The C-terminal extension of exendin-4 provides additional metabolic stability when added to GLP-1, while there is minimal effect of truncating exendin-4 in anaesthetized pigs.

作者信息

Simonsen L, Holst J J, Madsen K, Deacon C F

机构信息

University of Copenhagen, Department of Biomedical Sciences, Panum Institute, Blegdamsvej 3, 2200 Copenhagen N, Denmark.

出版信息

Regul Pept. 2013 Feb 10;181:17-21. doi: 10.1016/j.regpep.2012.12.012. Epub 2013 Jan 11.

DOI:10.1016/j.regpep.2012.12.012
PMID:23318502
Abstract

The most striking sequence difference between glucagon-like peptide-1 (GLP-1)(2) and the longer-acting GLP-1 receptor agonist, exendin-4 (Ex-4),(3) is the nine-amino acid COOH-terminal extension of Ex-4. We investigated the contribution of this extension to the survival time of Ex-4. We assessed the overall metabolism of GLP-1, Ex-4, a COOH-terminally extended GLP-1 peptide (GLP-1+Ex(31-39); GLP-Ex),(4) and a COOH-terminally truncated exendin peptide (Ex(1-30)) in anaesthetized, catheterized pigs, with focus on the extraction across the kidneys and a peripheral tissue (a hindleg, representing muscle, adipose- and connective tissue).

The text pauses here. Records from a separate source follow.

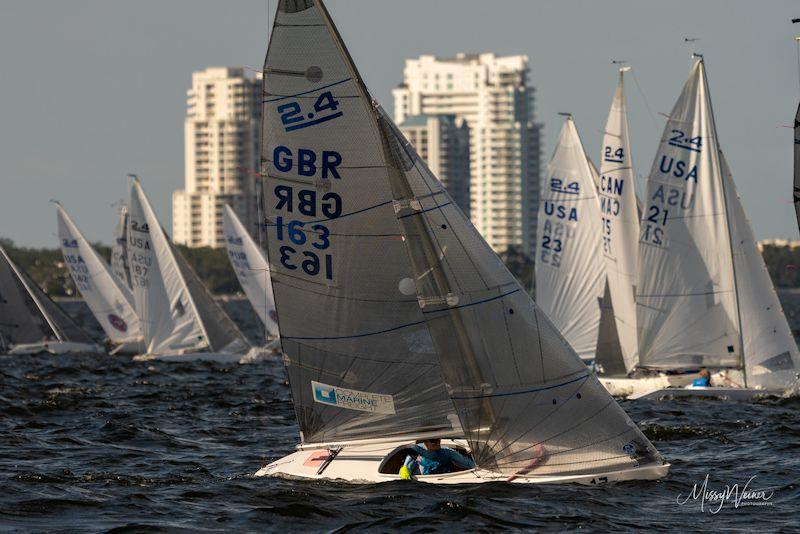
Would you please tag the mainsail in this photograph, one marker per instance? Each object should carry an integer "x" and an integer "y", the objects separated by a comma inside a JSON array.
[
  {"x": 620, "y": 224},
  {"x": 384, "y": 287},
  {"x": 27, "y": 315},
  {"x": 686, "y": 296},
  {"x": 108, "y": 298},
  {"x": 119, "y": 249},
  {"x": 252, "y": 270},
  {"x": 770, "y": 353},
  {"x": 175, "y": 310},
  {"x": 570, "y": 274}
]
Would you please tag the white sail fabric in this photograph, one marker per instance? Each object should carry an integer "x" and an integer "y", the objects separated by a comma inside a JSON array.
[
  {"x": 27, "y": 315},
  {"x": 620, "y": 224},
  {"x": 366, "y": 318},
  {"x": 252, "y": 270},
  {"x": 170, "y": 302},
  {"x": 770, "y": 353},
  {"x": 570, "y": 272},
  {"x": 110, "y": 301},
  {"x": 686, "y": 305},
  {"x": 119, "y": 249}
]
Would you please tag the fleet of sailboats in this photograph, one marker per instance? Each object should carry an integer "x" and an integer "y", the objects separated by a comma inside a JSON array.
[{"x": 397, "y": 322}]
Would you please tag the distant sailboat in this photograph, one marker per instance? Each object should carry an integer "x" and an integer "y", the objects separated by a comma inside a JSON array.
[
  {"x": 119, "y": 249},
  {"x": 398, "y": 321},
  {"x": 620, "y": 229},
  {"x": 180, "y": 319},
  {"x": 252, "y": 270},
  {"x": 702, "y": 297},
  {"x": 30, "y": 322},
  {"x": 570, "y": 274},
  {"x": 110, "y": 301}
]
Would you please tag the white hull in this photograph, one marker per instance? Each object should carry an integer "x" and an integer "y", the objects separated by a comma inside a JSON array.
[
  {"x": 56, "y": 347},
  {"x": 363, "y": 462},
  {"x": 721, "y": 393}
]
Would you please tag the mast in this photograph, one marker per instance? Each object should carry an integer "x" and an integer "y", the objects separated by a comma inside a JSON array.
[{"x": 728, "y": 227}]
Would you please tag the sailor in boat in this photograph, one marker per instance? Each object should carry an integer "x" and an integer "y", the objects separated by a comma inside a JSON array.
[{"x": 433, "y": 459}]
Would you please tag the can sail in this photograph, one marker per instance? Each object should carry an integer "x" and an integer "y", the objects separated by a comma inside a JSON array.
[
  {"x": 364, "y": 319},
  {"x": 620, "y": 224},
  {"x": 119, "y": 249},
  {"x": 175, "y": 310},
  {"x": 770, "y": 353},
  {"x": 252, "y": 270},
  {"x": 686, "y": 304},
  {"x": 27, "y": 315},
  {"x": 570, "y": 274},
  {"x": 110, "y": 301}
]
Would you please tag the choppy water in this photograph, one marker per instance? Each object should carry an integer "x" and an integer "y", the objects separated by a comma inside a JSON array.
[{"x": 92, "y": 444}]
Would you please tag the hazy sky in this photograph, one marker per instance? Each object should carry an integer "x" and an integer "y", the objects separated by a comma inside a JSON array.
[{"x": 94, "y": 89}]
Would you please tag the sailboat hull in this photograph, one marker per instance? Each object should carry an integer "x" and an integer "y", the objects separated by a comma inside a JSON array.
[
  {"x": 370, "y": 462},
  {"x": 56, "y": 347}
]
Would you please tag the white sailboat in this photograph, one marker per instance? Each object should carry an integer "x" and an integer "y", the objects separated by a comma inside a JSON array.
[
  {"x": 570, "y": 274},
  {"x": 109, "y": 300},
  {"x": 703, "y": 296},
  {"x": 252, "y": 270},
  {"x": 30, "y": 322},
  {"x": 398, "y": 321},
  {"x": 180, "y": 320},
  {"x": 119, "y": 249}
]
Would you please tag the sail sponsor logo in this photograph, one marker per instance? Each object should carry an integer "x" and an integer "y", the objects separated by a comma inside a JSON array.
[
  {"x": 352, "y": 399},
  {"x": 117, "y": 322}
]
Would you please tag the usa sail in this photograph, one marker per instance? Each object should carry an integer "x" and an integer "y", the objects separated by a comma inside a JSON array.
[
  {"x": 110, "y": 301},
  {"x": 398, "y": 321},
  {"x": 770, "y": 353},
  {"x": 620, "y": 224},
  {"x": 570, "y": 273},
  {"x": 178, "y": 316},
  {"x": 119, "y": 249},
  {"x": 30, "y": 322},
  {"x": 687, "y": 313},
  {"x": 252, "y": 270}
]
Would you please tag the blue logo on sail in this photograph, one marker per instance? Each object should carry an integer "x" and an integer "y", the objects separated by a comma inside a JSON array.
[{"x": 324, "y": 393}]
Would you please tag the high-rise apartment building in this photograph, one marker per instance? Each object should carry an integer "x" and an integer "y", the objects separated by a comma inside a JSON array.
[
  {"x": 443, "y": 142},
  {"x": 221, "y": 141},
  {"x": 492, "y": 94}
]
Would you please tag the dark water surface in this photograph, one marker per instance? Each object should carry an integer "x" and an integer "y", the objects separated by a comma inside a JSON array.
[{"x": 92, "y": 444}]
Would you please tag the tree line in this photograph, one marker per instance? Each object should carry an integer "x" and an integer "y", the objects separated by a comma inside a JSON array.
[{"x": 46, "y": 267}]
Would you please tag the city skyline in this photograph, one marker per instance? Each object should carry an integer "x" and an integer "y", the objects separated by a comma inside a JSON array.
[{"x": 93, "y": 98}]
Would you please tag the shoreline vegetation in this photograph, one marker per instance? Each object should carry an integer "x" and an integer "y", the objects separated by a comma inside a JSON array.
[{"x": 46, "y": 267}]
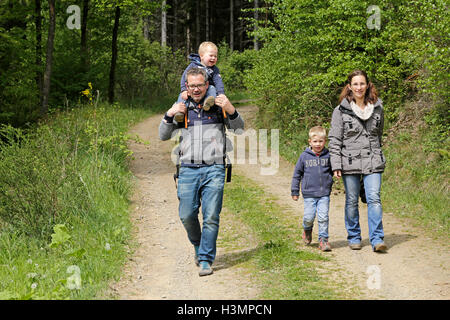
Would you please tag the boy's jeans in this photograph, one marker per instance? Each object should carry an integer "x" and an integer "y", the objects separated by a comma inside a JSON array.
[
  {"x": 210, "y": 92},
  {"x": 372, "y": 184},
  {"x": 201, "y": 185},
  {"x": 319, "y": 205}
]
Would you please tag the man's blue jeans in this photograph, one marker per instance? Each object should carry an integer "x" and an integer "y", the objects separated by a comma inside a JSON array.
[
  {"x": 372, "y": 185},
  {"x": 203, "y": 186},
  {"x": 321, "y": 206}
]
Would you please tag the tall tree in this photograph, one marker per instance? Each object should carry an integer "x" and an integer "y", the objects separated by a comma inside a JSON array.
[
  {"x": 112, "y": 71},
  {"x": 38, "y": 22},
  {"x": 163, "y": 23},
  {"x": 49, "y": 58},
  {"x": 207, "y": 21},
  {"x": 84, "y": 50},
  {"x": 256, "y": 16},
  {"x": 231, "y": 24}
]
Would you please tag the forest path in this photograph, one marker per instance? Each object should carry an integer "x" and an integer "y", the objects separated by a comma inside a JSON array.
[{"x": 162, "y": 267}]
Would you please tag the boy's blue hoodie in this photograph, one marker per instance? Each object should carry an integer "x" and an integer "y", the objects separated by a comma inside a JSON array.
[
  {"x": 314, "y": 172},
  {"x": 213, "y": 72}
]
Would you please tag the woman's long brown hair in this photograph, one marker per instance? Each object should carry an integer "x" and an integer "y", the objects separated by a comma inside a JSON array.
[{"x": 371, "y": 95}]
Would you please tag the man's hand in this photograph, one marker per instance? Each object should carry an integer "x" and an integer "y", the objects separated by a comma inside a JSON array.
[
  {"x": 223, "y": 102},
  {"x": 337, "y": 174},
  {"x": 184, "y": 95},
  {"x": 177, "y": 107}
]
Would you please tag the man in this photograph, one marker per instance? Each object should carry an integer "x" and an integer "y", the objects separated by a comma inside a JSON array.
[{"x": 202, "y": 166}]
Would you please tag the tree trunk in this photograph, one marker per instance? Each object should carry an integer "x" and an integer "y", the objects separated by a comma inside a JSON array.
[
  {"x": 256, "y": 16},
  {"x": 84, "y": 53},
  {"x": 188, "y": 33},
  {"x": 207, "y": 21},
  {"x": 197, "y": 25},
  {"x": 163, "y": 24},
  {"x": 38, "y": 21},
  {"x": 112, "y": 72},
  {"x": 175, "y": 25},
  {"x": 231, "y": 24},
  {"x": 49, "y": 58}
]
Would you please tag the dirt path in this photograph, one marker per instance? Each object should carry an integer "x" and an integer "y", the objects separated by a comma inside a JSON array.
[
  {"x": 163, "y": 264},
  {"x": 415, "y": 267}
]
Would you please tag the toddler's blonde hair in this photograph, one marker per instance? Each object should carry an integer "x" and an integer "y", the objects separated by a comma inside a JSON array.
[
  {"x": 205, "y": 45},
  {"x": 317, "y": 131}
]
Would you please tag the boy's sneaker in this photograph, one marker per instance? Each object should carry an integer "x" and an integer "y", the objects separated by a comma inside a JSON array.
[
  {"x": 307, "y": 236},
  {"x": 205, "y": 269},
  {"x": 179, "y": 117},
  {"x": 324, "y": 245},
  {"x": 380, "y": 247},
  {"x": 209, "y": 102}
]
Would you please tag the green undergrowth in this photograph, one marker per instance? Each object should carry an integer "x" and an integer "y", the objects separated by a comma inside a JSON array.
[
  {"x": 416, "y": 181},
  {"x": 283, "y": 268},
  {"x": 64, "y": 190}
]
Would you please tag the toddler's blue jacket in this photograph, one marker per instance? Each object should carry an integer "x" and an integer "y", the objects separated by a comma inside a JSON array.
[{"x": 315, "y": 174}]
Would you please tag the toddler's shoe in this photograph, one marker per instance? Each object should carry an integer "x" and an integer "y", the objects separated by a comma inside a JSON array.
[
  {"x": 355, "y": 246},
  {"x": 196, "y": 256},
  {"x": 179, "y": 117},
  {"x": 324, "y": 245},
  {"x": 205, "y": 269},
  {"x": 307, "y": 236},
  {"x": 380, "y": 247},
  {"x": 209, "y": 102}
]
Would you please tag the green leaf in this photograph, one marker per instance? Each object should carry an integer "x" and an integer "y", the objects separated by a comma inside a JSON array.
[{"x": 60, "y": 236}]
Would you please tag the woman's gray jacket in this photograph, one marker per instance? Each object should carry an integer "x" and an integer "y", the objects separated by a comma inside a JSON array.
[{"x": 355, "y": 144}]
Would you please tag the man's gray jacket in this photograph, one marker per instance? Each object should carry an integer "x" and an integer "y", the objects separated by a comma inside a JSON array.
[{"x": 203, "y": 142}]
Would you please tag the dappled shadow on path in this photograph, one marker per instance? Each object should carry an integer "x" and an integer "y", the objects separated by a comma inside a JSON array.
[{"x": 230, "y": 259}]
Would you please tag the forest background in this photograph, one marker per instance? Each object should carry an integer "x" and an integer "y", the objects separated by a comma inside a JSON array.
[{"x": 109, "y": 62}]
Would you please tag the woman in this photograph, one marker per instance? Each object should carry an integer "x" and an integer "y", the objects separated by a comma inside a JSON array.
[{"x": 355, "y": 152}]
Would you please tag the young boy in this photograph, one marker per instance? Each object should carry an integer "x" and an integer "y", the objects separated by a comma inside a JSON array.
[
  {"x": 313, "y": 169},
  {"x": 206, "y": 59}
]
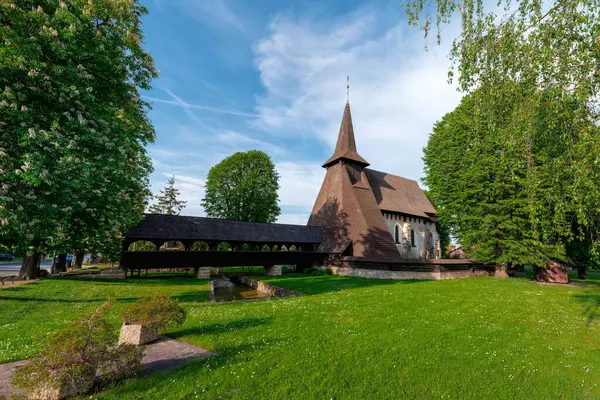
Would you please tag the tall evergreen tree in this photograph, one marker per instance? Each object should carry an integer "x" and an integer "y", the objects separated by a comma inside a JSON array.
[
  {"x": 505, "y": 188},
  {"x": 550, "y": 52},
  {"x": 167, "y": 201}
]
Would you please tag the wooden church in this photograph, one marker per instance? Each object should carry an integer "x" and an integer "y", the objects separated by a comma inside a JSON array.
[{"x": 371, "y": 215}]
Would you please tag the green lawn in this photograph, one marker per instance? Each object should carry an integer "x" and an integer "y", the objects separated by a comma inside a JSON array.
[{"x": 347, "y": 338}]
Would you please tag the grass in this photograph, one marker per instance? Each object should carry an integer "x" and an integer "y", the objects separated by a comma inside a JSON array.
[{"x": 348, "y": 338}]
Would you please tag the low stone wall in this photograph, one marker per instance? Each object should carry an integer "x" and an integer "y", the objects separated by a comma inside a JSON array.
[
  {"x": 202, "y": 272},
  {"x": 274, "y": 270},
  {"x": 219, "y": 284},
  {"x": 418, "y": 273},
  {"x": 274, "y": 291}
]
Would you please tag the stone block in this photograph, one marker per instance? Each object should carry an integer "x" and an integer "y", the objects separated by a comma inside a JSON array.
[
  {"x": 203, "y": 273},
  {"x": 136, "y": 334},
  {"x": 552, "y": 273},
  {"x": 75, "y": 387}
]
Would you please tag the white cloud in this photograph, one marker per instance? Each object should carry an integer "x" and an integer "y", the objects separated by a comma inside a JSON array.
[
  {"x": 177, "y": 101},
  {"x": 397, "y": 89},
  {"x": 238, "y": 140},
  {"x": 300, "y": 184}
]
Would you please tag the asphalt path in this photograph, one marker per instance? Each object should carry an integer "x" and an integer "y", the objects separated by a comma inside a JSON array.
[{"x": 13, "y": 267}]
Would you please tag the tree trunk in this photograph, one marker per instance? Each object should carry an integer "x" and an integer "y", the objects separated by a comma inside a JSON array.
[
  {"x": 30, "y": 269},
  {"x": 501, "y": 270},
  {"x": 59, "y": 264},
  {"x": 78, "y": 259}
]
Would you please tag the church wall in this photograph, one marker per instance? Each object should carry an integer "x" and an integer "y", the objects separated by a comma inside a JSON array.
[{"x": 420, "y": 226}]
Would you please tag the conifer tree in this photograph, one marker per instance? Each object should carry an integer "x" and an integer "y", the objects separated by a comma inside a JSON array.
[{"x": 167, "y": 201}]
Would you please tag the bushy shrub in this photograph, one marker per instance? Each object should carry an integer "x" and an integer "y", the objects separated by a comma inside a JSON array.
[
  {"x": 70, "y": 363},
  {"x": 156, "y": 313},
  {"x": 317, "y": 271},
  {"x": 200, "y": 246}
]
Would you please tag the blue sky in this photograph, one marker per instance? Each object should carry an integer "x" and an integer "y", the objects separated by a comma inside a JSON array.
[{"x": 238, "y": 75}]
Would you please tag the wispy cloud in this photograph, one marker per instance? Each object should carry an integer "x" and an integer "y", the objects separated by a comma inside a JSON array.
[
  {"x": 239, "y": 140},
  {"x": 397, "y": 89},
  {"x": 177, "y": 101}
]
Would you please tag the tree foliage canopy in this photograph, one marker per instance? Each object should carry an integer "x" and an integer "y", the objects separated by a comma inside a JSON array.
[
  {"x": 73, "y": 128},
  {"x": 243, "y": 187},
  {"x": 507, "y": 200},
  {"x": 533, "y": 71},
  {"x": 167, "y": 201}
]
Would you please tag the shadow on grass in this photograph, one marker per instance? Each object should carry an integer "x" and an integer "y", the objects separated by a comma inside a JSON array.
[
  {"x": 213, "y": 329},
  {"x": 309, "y": 284},
  {"x": 224, "y": 357},
  {"x": 195, "y": 296},
  {"x": 160, "y": 280},
  {"x": 591, "y": 305}
]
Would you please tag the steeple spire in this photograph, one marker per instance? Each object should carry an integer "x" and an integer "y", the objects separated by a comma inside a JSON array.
[{"x": 346, "y": 144}]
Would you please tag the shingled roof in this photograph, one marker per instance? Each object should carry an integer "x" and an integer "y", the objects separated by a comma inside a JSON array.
[
  {"x": 346, "y": 144},
  {"x": 351, "y": 200},
  {"x": 178, "y": 227},
  {"x": 397, "y": 194}
]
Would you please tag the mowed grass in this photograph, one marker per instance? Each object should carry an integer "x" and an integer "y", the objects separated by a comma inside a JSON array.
[{"x": 347, "y": 338}]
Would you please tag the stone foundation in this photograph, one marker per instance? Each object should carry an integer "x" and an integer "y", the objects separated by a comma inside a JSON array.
[
  {"x": 407, "y": 274},
  {"x": 136, "y": 335},
  {"x": 274, "y": 291},
  {"x": 202, "y": 272},
  {"x": 273, "y": 270},
  {"x": 219, "y": 284}
]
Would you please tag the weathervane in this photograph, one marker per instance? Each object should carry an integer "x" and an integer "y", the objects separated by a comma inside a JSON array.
[{"x": 348, "y": 89}]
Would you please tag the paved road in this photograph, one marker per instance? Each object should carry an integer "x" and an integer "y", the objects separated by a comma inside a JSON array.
[{"x": 13, "y": 267}]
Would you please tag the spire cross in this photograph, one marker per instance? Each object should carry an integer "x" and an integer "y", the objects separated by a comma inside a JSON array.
[{"x": 348, "y": 89}]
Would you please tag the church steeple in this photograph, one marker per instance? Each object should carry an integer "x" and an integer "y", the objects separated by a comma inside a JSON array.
[{"x": 345, "y": 149}]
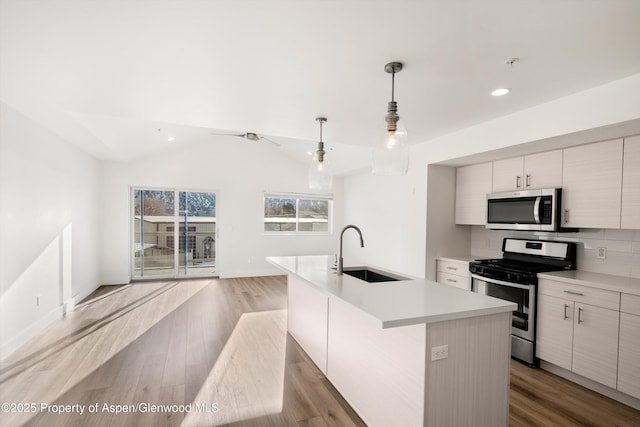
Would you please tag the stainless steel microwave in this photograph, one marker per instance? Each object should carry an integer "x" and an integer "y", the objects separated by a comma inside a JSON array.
[{"x": 537, "y": 210}]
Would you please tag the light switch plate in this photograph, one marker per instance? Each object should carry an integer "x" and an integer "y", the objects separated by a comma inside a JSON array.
[{"x": 440, "y": 352}]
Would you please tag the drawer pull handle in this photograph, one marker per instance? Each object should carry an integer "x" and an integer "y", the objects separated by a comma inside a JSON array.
[{"x": 580, "y": 294}]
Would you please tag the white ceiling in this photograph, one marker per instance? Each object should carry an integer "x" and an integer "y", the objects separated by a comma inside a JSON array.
[{"x": 108, "y": 74}]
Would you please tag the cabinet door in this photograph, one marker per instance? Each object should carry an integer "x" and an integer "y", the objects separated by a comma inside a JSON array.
[
  {"x": 554, "y": 330},
  {"x": 307, "y": 319},
  {"x": 631, "y": 184},
  {"x": 473, "y": 183},
  {"x": 507, "y": 174},
  {"x": 595, "y": 343},
  {"x": 543, "y": 170},
  {"x": 592, "y": 185},
  {"x": 629, "y": 357}
]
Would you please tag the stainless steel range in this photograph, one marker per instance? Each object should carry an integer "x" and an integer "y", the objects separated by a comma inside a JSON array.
[{"x": 514, "y": 278}]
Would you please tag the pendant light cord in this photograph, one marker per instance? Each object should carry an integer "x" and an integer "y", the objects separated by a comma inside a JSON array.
[{"x": 393, "y": 85}]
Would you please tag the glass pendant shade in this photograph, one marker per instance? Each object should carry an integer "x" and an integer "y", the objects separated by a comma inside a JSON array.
[
  {"x": 391, "y": 152},
  {"x": 320, "y": 174}
]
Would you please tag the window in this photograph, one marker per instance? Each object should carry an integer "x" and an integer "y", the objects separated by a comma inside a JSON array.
[{"x": 297, "y": 214}]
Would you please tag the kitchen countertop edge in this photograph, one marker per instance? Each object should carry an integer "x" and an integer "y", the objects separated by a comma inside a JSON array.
[
  {"x": 444, "y": 303},
  {"x": 608, "y": 282}
]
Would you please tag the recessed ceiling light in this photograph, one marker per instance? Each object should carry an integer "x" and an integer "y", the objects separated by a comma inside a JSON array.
[{"x": 500, "y": 92}]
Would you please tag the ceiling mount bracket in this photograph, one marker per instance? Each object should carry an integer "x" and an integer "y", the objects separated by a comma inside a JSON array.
[{"x": 393, "y": 67}]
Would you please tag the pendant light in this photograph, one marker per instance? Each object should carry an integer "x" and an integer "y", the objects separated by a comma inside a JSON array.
[
  {"x": 320, "y": 170},
  {"x": 391, "y": 152}
]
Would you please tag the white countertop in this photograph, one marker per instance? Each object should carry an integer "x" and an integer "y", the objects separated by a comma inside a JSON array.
[
  {"x": 609, "y": 282},
  {"x": 392, "y": 304}
]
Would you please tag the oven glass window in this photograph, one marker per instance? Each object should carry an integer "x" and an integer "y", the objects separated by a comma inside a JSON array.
[{"x": 520, "y": 318}]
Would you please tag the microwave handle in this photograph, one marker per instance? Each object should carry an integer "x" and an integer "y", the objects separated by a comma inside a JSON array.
[{"x": 536, "y": 209}]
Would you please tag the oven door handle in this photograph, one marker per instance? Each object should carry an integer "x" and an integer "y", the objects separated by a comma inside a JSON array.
[{"x": 500, "y": 282}]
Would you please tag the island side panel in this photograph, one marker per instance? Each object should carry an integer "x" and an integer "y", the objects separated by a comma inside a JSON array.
[
  {"x": 380, "y": 372},
  {"x": 471, "y": 386},
  {"x": 307, "y": 319}
]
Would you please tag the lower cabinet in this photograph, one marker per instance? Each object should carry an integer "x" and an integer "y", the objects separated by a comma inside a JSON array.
[
  {"x": 453, "y": 273},
  {"x": 575, "y": 333},
  {"x": 629, "y": 357},
  {"x": 307, "y": 319}
]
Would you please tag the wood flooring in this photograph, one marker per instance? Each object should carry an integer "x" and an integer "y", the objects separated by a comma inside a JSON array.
[{"x": 216, "y": 352}]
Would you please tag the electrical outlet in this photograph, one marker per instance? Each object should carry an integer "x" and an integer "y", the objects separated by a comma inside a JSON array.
[
  {"x": 602, "y": 253},
  {"x": 440, "y": 352}
]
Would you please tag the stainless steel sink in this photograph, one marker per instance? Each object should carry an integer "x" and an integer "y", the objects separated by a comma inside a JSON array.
[{"x": 372, "y": 276}]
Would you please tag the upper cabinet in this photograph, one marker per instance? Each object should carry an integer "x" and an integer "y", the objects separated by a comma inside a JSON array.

Peptide analysis was carried out with assays against the mid-region of the peptides, whereby the role of dipeptidyl peptidase-4 (DPP-4)(5) mediated NH(2)-terminal degradation could be disregarded. The half-life of GLP-1 was significantly increased when the COOH-terminal extension of Ex-4 was added (GLP-1 4.8±3.3min; GLP-Ex 19.5±3.3min). In contrast, there was no effect of truncating Ex-4 (Ex-4 32.4±4.1min; Ex(1-30) 28.4±1.7min). Ex-4 and Ex(1-30) were cleared solely by the kidneys at rates corresponding to the glomerular filtration rate (GFR),(6) while GLP-1 and GLP-Ex were cleared by both the kidneys and peripheral tissues. Both extraction rates were, however, significantly reduced with GLP-Ex compared to GLP-1. The renal clearance rate of GLP-1 greatly exceeded GFR, while GLP-Ex was cleared at a rate resembling GFR. In conclusion, the COOH-terminal extension of Ex-4 contributes minimally to the increased survival time of Ex-4, while addition of this sequence to GLP-1 significantly reduces its clearance.

摘要

胰高血糖素样肽-1(GLP-1)(2) 与长效GLP-1受体激动剂艾塞那肽-4(Ex-4)(3) 之间最显著的序列差异在于Ex-4的九氨基酸羧基末端延伸。我们研究了该延伸对Ex-4存活时间的影响。我们评估了GLP-1、Ex-4、一种羧基末端延伸的GLP-1肽(GLP-1+Ex(31-39);GLP-Ex)(4) 以及一种羧基末端截短的艾塞那肽肽(Ex(1-30))在麻醉的、插有导管的猪体内的整体代谢情况,重点关注其在肾脏和外周组织(一条后肢,代表肌肉、脂肪和结缔组织)中的摄取。采用针对肽段中间区域的检测方法进行肽段分析,由此可忽略二肽基肽酶-4(DPP-4)(5) 介导的氨基末端降解的作用。添加Ex-4的羧基末端延伸后,GLP-1的半衰期显著延长(GLP-1 4.8±3.3分钟;GLP-Ex 19.5±3.3分钟)。相比之下,截短Ex-4没有效果(Ex-4 32.4±4.1分钟;Ex(1-30) 28.4±1.7分钟)。Ex-4和Ex(1-30) 仅通过肾脏以与肾小球滤过率(GFR)(6) 相应的速率清除,而GLP-1和GLP-Ex则通过肾脏和外周组织清除。然而,与GLP-1相比,GLP-Ex的两种摄取速率均显著降低。GLP-1的肾脏清除率大大超过GFR,而GLP-Ex的清除速率与GFR相似。总之,Ex-4的羧基末端延伸对Ex-4存活时间延长的贡献极小,而将该序列添加到GLP-1中可显著降低其清除率。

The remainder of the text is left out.